There’s a lifelong need for Omega 3 fatty acids, which are also referred to as PUFAs (polyunsaturated fatty acids). They are highly concentrated in the brain and are important to good cognitive function, memory, behavior and neurological performance. Too little Omega-3 during pregnancy can lead to the development of vision and nerve issues in infants. At the other end of the age spectrum, reduced intake of omega-3 fatty acids is linked to increased risk of dementia, including Alzheimer’s disease. Essential to general health, individuals who consume too little Omega-3 EFAs may exhibit symptoms such as fatigue, mood swings, depression, impaired memory, dry skin, poor circulation and heart problems.
Research indicates that Omega-3 fatty acids reduce inflammation and may lower the risk of heart disease, cancer and arthritis. According to the University of Maryland Medical Center, there are many other conditions that may find relief or benefit from the intake of Omega 3s. These include high cholesterol, high blood pressure, diabetes, osteoporosis, depression, bipolar disorder, skin disorders, asthma, macular degeneration and more.

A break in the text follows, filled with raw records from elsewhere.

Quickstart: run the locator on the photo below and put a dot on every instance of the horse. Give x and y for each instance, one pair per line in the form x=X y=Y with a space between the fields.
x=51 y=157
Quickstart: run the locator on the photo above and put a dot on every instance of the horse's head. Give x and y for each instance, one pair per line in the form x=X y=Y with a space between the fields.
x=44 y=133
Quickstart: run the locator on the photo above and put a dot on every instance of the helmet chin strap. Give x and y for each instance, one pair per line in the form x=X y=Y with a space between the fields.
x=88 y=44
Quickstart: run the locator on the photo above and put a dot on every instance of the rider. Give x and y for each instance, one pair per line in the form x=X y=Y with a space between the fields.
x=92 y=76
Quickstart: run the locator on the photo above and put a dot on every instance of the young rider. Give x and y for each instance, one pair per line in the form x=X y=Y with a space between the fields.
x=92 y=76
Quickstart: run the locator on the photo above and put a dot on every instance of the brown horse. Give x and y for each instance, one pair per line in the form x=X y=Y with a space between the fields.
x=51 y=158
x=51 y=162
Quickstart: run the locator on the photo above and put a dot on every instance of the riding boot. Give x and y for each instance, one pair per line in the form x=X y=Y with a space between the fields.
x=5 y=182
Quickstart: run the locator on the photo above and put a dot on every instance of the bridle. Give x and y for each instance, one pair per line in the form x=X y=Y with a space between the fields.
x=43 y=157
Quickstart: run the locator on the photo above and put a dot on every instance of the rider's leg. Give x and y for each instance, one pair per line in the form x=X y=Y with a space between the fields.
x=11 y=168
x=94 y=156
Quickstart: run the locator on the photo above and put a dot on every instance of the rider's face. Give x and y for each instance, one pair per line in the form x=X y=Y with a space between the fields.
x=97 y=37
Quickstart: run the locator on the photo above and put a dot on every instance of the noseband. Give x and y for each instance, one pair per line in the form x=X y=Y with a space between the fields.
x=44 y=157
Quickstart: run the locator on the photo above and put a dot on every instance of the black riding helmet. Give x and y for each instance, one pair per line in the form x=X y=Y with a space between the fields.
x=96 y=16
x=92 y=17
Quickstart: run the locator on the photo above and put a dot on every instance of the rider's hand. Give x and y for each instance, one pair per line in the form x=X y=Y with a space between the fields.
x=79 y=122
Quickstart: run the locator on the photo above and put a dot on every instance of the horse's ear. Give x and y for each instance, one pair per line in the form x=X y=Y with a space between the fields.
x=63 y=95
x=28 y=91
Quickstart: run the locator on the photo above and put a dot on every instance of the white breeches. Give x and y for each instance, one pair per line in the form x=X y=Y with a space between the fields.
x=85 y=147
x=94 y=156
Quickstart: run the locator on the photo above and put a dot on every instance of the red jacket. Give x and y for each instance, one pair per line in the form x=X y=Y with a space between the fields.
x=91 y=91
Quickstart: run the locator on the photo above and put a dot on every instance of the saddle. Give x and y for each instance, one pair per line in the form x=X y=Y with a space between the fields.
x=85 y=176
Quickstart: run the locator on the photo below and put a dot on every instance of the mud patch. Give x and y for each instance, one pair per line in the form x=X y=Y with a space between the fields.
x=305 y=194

Eicosapentaenoic acid (EPA) and docosahexaenoic acid (DHA) are primarily responsible for the health benefits of Omega-3 fatty acids. Dietary sources include cold-water fish such as salmon, mackerel, halibut, sardines, albacore tuna and herring; krill and algae are also good sources of EPA and DHA. Another Omega-3 fatty acid, alpha-linolenic acid (ALA), is available from vegetarian sources including hemp seeds, flax seeds, soybeans, rapeseeds, pumpkin seed, walnuts and their oils. ALA must be converted in the body to EPA and DHA but some individual’s bodies are not effective at making this conversion. Fish oil, krill and flax oil Omega-3 supplements are available, typically in the form of soft gels. If you use fish oil supplements be sure to choose from among those that have been processed—typically molecularly distilled—to remove heavy metals such as mercury, lead and cadmium.

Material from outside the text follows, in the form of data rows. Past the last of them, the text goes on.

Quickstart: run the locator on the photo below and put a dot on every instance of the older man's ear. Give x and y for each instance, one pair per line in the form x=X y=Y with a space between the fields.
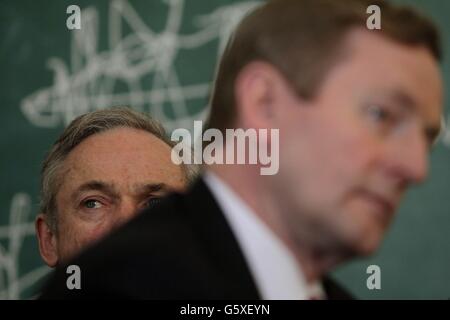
x=46 y=240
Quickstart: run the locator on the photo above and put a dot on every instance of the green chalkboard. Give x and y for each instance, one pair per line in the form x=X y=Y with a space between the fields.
x=159 y=57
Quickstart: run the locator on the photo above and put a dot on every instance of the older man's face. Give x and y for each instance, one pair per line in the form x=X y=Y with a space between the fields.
x=347 y=157
x=107 y=179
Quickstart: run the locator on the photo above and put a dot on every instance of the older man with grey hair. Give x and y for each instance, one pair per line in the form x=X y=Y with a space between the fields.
x=104 y=168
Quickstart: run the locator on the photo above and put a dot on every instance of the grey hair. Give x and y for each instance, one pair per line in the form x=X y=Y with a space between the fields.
x=78 y=130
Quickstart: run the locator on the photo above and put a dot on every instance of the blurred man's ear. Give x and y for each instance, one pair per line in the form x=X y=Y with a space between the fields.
x=255 y=95
x=46 y=240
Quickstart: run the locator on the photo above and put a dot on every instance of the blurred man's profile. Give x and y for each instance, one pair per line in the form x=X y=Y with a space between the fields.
x=357 y=112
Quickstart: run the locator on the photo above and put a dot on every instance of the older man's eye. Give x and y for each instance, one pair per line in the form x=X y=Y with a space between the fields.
x=92 y=204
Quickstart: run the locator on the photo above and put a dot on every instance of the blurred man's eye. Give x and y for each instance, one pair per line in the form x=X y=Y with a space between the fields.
x=92 y=204
x=379 y=113
x=384 y=118
x=152 y=202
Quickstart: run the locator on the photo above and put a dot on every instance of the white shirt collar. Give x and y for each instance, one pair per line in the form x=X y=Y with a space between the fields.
x=275 y=271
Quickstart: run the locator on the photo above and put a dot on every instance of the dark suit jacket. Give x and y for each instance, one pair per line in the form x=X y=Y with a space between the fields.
x=181 y=249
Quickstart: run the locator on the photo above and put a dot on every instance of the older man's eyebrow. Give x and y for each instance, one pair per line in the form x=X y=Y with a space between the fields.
x=97 y=185
x=145 y=189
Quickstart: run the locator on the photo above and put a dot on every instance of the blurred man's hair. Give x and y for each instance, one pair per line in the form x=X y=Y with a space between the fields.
x=304 y=39
x=80 y=129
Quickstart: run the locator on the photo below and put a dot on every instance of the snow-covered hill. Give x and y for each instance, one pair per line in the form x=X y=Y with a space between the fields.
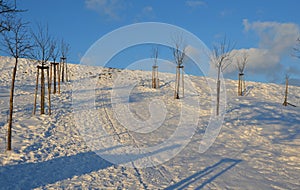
x=258 y=146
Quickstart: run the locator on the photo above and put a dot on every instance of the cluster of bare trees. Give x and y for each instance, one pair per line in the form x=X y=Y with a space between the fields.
x=18 y=42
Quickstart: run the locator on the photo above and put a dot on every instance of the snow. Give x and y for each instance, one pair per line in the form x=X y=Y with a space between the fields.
x=258 y=146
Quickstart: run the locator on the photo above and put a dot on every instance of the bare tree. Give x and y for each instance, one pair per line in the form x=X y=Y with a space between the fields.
x=65 y=48
x=221 y=57
x=241 y=62
x=54 y=67
x=155 y=79
x=17 y=44
x=179 y=55
x=7 y=10
x=43 y=51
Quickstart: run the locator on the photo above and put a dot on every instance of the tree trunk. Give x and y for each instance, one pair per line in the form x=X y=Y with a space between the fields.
x=36 y=89
x=54 y=79
x=176 y=95
x=42 y=91
x=49 y=93
x=11 y=105
x=240 y=85
x=62 y=72
x=58 y=71
x=218 y=91
x=285 y=103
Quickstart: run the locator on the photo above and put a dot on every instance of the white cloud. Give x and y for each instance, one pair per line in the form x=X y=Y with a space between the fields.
x=276 y=41
x=146 y=13
x=195 y=3
x=108 y=8
x=277 y=37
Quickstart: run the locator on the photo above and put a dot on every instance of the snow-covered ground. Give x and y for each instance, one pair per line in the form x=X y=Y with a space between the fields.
x=258 y=146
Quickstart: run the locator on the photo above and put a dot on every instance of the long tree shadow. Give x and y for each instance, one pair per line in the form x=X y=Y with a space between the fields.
x=32 y=175
x=214 y=171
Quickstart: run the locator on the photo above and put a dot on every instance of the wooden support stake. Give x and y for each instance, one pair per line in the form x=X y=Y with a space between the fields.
x=36 y=89
x=49 y=93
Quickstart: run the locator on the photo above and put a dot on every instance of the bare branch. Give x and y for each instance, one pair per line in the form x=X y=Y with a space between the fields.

It is recommended that supplements provide no more than 3 grams of EPA and DHA combined per day. Over doing consumption of Omega-3s can contribute to blood thinning and gastric upset. It’s also important to balance your intake of Omega-3s and Omega-6s. Most American diets contain too much Omega-6 in ratio to Omega-3, which can contribute to inflammation and other health concerns. Before the addition of any supplement, it is advisable to check with your healthcare professional, especially if you take medications.